Estimate and report the parameters of the production function model 

(β0 ) ̂=-2.852e+04 (β1 ) ̂=1.144e+04 (β2 ) ̂=2.746e-01

My finding:

summary(model)

Call:
lm(formula = Y ~ K + L, data = TableTR)

Residuals:
Min 1Q Median 3Q Max
-77352 -24079 1796 17203 80133

Coefficients:
Estimate Std. Error t value Pr(>|t|)
(Intercept) -2.852e+04 9.089e+04 -0.314 0.755
K 2.746e-01 1.953e-02 14.062 <2e-16 ***
L 1.144e+04 8.103e+03 1.412 0.165

Signif. codes: 0 ‘’ 0.001 ‘’ 0.01 ‘’ 0.05 ‘.’ 0.1 ‘ ’ 1

Residual standard error: 34240 on 45 degrees of freedom
Multiple R-squared: 0.9954, Adjusted R-squared: 0.9952
F-statistic: 4830 on 2 and 45 DF, p-value: < 2.2e-16

The question I couldn't solve is the following:

Test whether there are constant returns to scale or not.
Hint: One of the models is false. You need to estimate the correct one that abides the restriction β1+β2=1

(ln⁡(Y/L) ) ̂=β0+β1ln⁡(K/L) | (ln⁡(Y/K) ) ̂= β0+β1ln⁡(K/L)

Hi, and welcome!

A couple of preliminaries. Please see the homework policy and use reproducible examples, reprex .

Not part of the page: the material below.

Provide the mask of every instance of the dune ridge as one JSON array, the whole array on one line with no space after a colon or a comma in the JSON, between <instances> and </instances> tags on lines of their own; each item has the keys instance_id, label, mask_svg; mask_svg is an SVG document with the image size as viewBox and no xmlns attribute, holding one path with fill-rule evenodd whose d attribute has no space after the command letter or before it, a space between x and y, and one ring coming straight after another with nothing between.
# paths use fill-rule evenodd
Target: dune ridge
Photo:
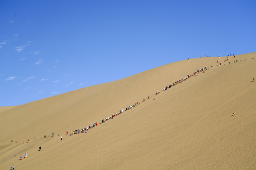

A reprex almost always needs to include a dataset that will work with the code. It doesn't have to be the full dataset, just an extract or, ideally, a standard data() object that is similar or you can adjust to make similar. mtcars is popular for that purpose.

For your problem, there are two tools that may prove helpful:

str(model)
coef(model)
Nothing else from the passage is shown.